Ultimate Concern


Most men worry about their own bellies, and other people's souls, when we all ought to be worried about our own souls, and other people's bellies. -- Rabbi Israel Salanter 1810-1883

Wednesday, August 20, 2008

Last Lecture

July 25, 2008

Randy Pausch died today. I was doing the morning headline browse when I saw his name in an obiturial context. He was a professor at Carnegie-Mellon, in CS. Real tech geek kinda guy. So what’s an RS person doing in CS realms? I first came across him during my research for my senior undergrad thesis. My project was, among other things, an examination of the virtual realities created by religion and technological virtual realities in cyberspace. Pausch did groundbreaking work in VR, and broke interdisciplinary ground by finding ways to get Science to talk to other disciplines in order to produce new work.

I followed the link that alerted me to his demise, and treated myself to about an hour and a half of Professor Pausch over my morning coffee. My left brain tried to tell me that wasn’t a good use of my time. Turns out, Lefty was wrong today.

It’s a long video, but the value of high thought to words ratios is abundant in this clip. It’s from a lecture series called “The Last Lecture,” the idea being that if you knew you were dying, what would your last lecture be? He nailed it. And he didn’t have to pretend or imagine he was dying. It’s an amazing lecture, and through the miracle of modern technology, you can give yourself a treat by watching it here.

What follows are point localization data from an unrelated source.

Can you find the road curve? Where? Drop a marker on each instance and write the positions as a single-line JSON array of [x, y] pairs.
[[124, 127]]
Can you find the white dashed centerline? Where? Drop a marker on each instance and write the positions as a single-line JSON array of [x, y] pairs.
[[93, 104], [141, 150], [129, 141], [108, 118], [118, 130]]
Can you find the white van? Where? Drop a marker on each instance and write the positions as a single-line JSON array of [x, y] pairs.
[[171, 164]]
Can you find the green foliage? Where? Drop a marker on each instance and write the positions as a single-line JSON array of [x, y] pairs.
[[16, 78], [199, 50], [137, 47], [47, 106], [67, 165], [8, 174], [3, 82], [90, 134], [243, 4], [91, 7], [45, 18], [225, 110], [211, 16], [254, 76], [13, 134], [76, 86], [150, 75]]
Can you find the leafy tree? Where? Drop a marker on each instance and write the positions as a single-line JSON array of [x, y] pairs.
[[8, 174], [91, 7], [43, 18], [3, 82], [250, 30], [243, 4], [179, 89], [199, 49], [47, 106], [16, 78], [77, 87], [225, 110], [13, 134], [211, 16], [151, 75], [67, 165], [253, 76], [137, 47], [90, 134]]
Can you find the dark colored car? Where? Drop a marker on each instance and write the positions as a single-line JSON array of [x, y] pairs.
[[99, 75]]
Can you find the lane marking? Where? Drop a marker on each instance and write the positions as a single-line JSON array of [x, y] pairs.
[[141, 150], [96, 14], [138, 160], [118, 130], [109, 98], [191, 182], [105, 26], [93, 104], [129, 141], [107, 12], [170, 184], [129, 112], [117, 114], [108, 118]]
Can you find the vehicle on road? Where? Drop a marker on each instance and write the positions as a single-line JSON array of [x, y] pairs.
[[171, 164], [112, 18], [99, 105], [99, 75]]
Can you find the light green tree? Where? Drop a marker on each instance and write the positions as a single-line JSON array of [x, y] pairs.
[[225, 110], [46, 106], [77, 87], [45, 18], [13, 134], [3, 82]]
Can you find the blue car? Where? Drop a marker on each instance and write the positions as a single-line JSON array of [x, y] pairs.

On my plate today, said Lefty, is the composition of my CV. That’s a big challenge for me; I feel deficient at two primary constituents of a CV: selling self, and writing down accomplishments. I wasn’t exactly looking at that to-do element with relish. Then I watched the lecture. I’m still in the same boat skill-wise, but my determination has been renewed.

There’s several places where Pausch’s work lines up with mine. He created some amazing VR interfaces, and used the medium to help others actualize their dreams. With the emergence of social networking and multi-user online virtual interfaces, VR presents a medium for education and common ground that we’ve not yet seen. The end-user applications of this technology are still in their infancy, but that is not an indication of their potential. Through VR, I’ve attended interfaith conferences online that I’d not have had access to otherwise. VR is one medium that can be used to help create religious literacy in some wildly engaging ways.

Pausch’s bottom line is that the way in which one lives is manifest in one’s life. When I saw the part where he was discussing his academic journey and he said that he “tanked his GRE’s,” I gasped--aloud. It was a heartfelt sound of dismay, disbelief and a note of personal alarm, echoing my own fears bout taking the GRE (which I’m al scheduled and paid up to do on August 15, 2008). Tenured prof at Carnegie-Mellon? Amazing educator and innovator? A man whose work found his way into my senior thesis? TANKED his GRE’s?? There may be hope for me yet.

I have a dream. It’s a Ph.D. in RS with an intent to teach. I don’t know much more about my dream than that. I know it’s my path. I know it’s where I excel. I know I love academia (despite the many warnings, hazards and risks of selling out or hyperconforming. I fought it for years—as in about 30 of them). I’ve noticed that as one ages one gets tired of, as my Nana of blessed memory put it, ‘fiddle-farting’ around. I finally know what I’m meant for. I finally know what my purpose in life is: it’s to help others become more religiously literate in order for them to realize themselves fully and in so doing create a more peaceful, less-conflicted world. And that sort of language makes me cringe. So altruistic! So lofty! It just sounds foofoo to me.

But it’s true. I must do this. It’s the thing I can’t not do.

Randy Pausch may be dead, but his ability to inspire others has not died with him. He leaves a legacy of diligence and fun behind, for the likes of me to savor and embed. I don’t want to be Randy Paush, but god willin’ and’ the wind’s, right, I can be like him in that I insist on having fun, helping others matters greatly to me, and I hope to leave the world a different [better?] place than it was when I got here.